Exactly.  Just before you lose power the propane detector goes off.  I experienced this two weeks ago when my batteries died and I had my daughter staying in my RV for the night.  This is not the best thing to happen at 3AM.
 
I was helping my buddy take his new-to-him sailboat from Jacksonville, FL to Oriental, NC a few years ago. Our first night on the boat at the marina was enhanced by a propane alarm on a boat one or two slips away sounding off all night. We told the dockmaster but I suppose he couldn't contact the owner. Great start to the adventure.  ::)
 
You can use a timer to switch power on/off  to prevent overcharging. If the Schumacher cannot be plugged directly into the timer, plus the shore cord into it instead, using a suitable adapter. A heavy duty timer is best, but if only the battery charger is running, the amp load will be under 5 or so amps.  A couple hours/day is plenty to keep the charge up.
 
A timer would be a quick "fix" but you really should get a good three-stage charger. I think we have a link or two in the Winnebago and chassis Resources sticky thread at the top of this section about installing a good three-stage. A good three-stage will float a charge without overcharging and gassing.
 
Thanks everyone for the input. I did some research last night and have decided that I will do as John said and get a 3 stage charger. That will get me past the current problem of charging the batteries while in storage. I can disconnect the batteries and only have the charger connected as opposed to the whole MH. Our plans have us going full time next June or July. In the meantime we will be looking at new batteries and the PD9260 which has the 3 stage charger. There are also some other upgrades we would like to do before full time so we are trying to be prudent about what gets done and when.
 
The PD9260 is available in stand-alone as well as built in versions.

If you were to get the stand-alone version you could use it as a charger now and then permanently install it when you're ready to use the RV.  This would save the cost of buying a separate charger just for this winter.

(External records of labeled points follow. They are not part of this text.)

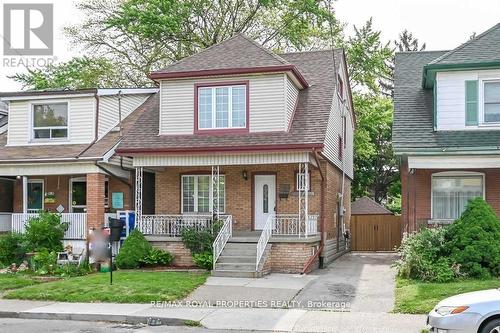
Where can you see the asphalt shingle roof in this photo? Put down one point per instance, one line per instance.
(308, 126)
(413, 111)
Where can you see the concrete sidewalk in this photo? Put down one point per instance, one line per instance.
(256, 319)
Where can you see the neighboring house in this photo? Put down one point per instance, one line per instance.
(368, 206)
(262, 140)
(447, 129)
(59, 154)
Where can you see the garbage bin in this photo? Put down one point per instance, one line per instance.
(116, 228)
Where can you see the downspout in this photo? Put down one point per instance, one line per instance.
(321, 219)
(96, 127)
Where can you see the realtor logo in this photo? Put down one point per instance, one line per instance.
(28, 29)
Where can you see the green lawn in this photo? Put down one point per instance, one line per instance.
(421, 297)
(14, 281)
(128, 287)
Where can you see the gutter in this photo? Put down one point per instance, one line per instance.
(96, 127)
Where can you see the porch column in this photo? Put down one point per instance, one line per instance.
(303, 197)
(95, 200)
(25, 194)
(138, 196)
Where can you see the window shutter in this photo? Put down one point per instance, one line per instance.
(471, 103)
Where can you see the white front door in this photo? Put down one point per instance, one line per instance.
(265, 199)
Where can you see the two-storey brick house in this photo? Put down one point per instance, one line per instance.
(58, 155)
(447, 129)
(264, 141)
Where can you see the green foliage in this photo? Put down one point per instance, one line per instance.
(474, 240)
(424, 256)
(203, 260)
(375, 165)
(44, 262)
(77, 73)
(45, 232)
(11, 249)
(157, 257)
(134, 249)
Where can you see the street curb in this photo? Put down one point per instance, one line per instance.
(133, 320)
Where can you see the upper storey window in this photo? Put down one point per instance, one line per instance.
(50, 121)
(222, 106)
(492, 102)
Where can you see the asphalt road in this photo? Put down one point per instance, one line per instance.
(8, 325)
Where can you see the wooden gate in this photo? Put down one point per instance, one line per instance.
(375, 232)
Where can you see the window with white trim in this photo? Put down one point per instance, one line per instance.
(197, 194)
(50, 121)
(491, 97)
(450, 194)
(223, 107)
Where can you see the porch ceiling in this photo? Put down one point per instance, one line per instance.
(223, 159)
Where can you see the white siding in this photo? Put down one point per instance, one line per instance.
(267, 103)
(334, 129)
(81, 114)
(108, 110)
(291, 100)
(451, 98)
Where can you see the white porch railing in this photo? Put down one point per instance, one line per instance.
(264, 239)
(225, 233)
(77, 223)
(172, 225)
(289, 225)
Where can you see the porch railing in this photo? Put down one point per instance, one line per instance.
(289, 225)
(225, 233)
(172, 225)
(77, 223)
(264, 239)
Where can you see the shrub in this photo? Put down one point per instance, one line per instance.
(45, 232)
(134, 249)
(45, 262)
(157, 257)
(474, 240)
(424, 256)
(11, 249)
(203, 260)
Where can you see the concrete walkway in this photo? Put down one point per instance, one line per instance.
(360, 282)
(253, 319)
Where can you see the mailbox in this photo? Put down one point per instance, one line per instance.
(115, 228)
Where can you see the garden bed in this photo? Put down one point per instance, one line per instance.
(128, 287)
(418, 297)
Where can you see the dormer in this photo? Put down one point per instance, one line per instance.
(232, 87)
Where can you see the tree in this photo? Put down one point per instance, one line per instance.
(77, 73)
(405, 43)
(375, 165)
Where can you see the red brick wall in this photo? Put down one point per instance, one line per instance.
(416, 194)
(238, 190)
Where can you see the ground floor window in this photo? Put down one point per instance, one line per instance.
(35, 195)
(197, 194)
(451, 193)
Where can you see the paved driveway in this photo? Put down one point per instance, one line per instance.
(356, 282)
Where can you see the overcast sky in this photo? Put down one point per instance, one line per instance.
(441, 24)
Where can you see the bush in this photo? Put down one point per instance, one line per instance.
(45, 232)
(134, 249)
(474, 240)
(157, 257)
(424, 256)
(203, 260)
(11, 249)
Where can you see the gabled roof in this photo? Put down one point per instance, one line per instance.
(367, 206)
(236, 55)
(308, 128)
(480, 49)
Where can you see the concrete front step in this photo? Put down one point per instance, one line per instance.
(237, 259)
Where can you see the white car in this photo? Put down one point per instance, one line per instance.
(476, 312)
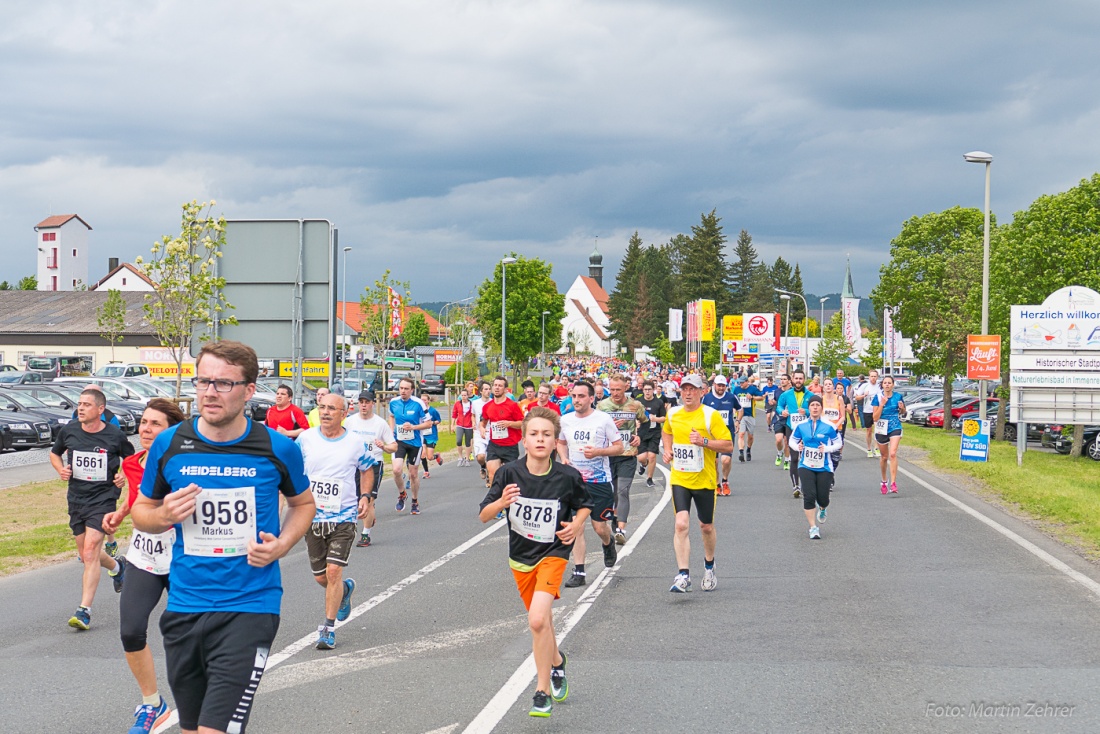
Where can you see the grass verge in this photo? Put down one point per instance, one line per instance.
(1060, 494)
(34, 526)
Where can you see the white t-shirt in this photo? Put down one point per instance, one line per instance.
(331, 464)
(867, 392)
(370, 429)
(596, 429)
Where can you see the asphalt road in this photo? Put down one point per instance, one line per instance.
(912, 614)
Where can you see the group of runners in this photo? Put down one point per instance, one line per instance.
(205, 496)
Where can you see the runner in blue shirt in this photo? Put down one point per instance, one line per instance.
(888, 408)
(815, 440)
(746, 394)
(726, 404)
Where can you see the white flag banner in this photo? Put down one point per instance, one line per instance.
(851, 331)
(675, 325)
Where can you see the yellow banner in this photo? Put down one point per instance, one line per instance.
(733, 328)
(309, 369)
(708, 320)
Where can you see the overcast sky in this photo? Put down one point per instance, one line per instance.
(440, 135)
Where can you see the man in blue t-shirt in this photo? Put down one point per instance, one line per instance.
(723, 401)
(408, 416)
(216, 480)
(746, 394)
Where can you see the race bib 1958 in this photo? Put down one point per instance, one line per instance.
(222, 523)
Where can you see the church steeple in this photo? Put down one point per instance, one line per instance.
(849, 292)
(596, 264)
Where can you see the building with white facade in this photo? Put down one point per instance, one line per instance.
(586, 325)
(63, 252)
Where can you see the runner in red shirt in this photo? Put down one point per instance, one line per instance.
(286, 417)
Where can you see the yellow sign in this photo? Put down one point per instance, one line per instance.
(168, 369)
(733, 328)
(708, 320)
(309, 369)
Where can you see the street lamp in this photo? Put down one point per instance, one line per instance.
(542, 354)
(343, 326)
(979, 156)
(504, 316)
(805, 322)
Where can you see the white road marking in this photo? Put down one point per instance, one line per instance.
(309, 639)
(298, 674)
(1023, 543)
(499, 704)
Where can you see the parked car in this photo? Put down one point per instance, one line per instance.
(1090, 447)
(18, 378)
(432, 383)
(959, 406)
(25, 404)
(119, 370)
(21, 433)
(65, 397)
(51, 368)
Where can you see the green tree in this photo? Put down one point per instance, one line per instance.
(530, 292)
(111, 318)
(1051, 244)
(704, 272)
(188, 294)
(416, 331)
(934, 262)
(833, 351)
(743, 272)
(624, 302)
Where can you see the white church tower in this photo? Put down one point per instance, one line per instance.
(63, 252)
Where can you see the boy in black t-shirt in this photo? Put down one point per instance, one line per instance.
(547, 504)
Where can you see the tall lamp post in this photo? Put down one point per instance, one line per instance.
(504, 316)
(805, 324)
(980, 156)
(542, 354)
(343, 326)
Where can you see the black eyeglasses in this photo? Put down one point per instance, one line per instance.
(219, 385)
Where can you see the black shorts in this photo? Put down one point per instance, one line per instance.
(502, 453)
(650, 444)
(603, 500)
(90, 515)
(215, 661)
(329, 543)
(408, 452)
(703, 499)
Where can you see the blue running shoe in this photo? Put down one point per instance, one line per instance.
(81, 620)
(344, 610)
(147, 718)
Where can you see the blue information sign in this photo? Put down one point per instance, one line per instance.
(975, 446)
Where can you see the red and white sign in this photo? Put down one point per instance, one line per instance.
(983, 357)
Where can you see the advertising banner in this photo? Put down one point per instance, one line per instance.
(975, 444)
(733, 328)
(708, 320)
(983, 357)
(675, 325)
(1068, 319)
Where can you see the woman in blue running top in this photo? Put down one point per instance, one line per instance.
(888, 409)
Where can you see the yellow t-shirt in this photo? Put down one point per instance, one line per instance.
(679, 424)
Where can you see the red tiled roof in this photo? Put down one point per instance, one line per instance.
(355, 318)
(57, 220)
(124, 266)
(597, 293)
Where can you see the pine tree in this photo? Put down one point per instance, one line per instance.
(623, 302)
(741, 273)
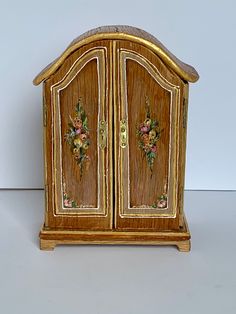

It doesn't have to be mounted in the power center, just put it close to the house batteries and plug it into an AC outlet.
 
Len2 said:
.........I know the batteries are weak. I checked the water level soon after we purchased the MH and the water was below the plates in one or 2 cells. I tested the cells with a hydrometer and those were weak. Replacing the batteries is on the list of things to do. I have been researching what batteries to get. We have a limited budget so all purchases have to be prioritized and weighted. AGM batteries are nice, but if we can make good "add water" batteries work we will have to just remember to add water. (Not sure what you call those batteries. They're all "wet cells" right?) I have been trying to limp along for now since at this point we always stay at a place with shore power. ..................
Buy your batteries at Sam's Club or Costco.  Buy Golf Cart 6V batteries for around $80 each.  You will need to wire them in series.  AGM's are nice but expensive.  Trojan and other high end batteries are supposed to be great.  However do you really think you will get twice the life from them over the Costco batteries at half the price? 

If you are not knowledgeable about battery wiring (as well as battery charging and solar) here is a couple of links with great info:
http://www.marxrv.com/12volt/12volt.htm
http://www.marxrv.com/12volt/12volta.htm
 
Premium (Rolls, Shurette, etc. I don't consider Trojan a premium brand) flooded cell (wet) batteries could easily last twice as long as non-premium batteries and AGM chemistry batteries have several operating advantages over flooded cell.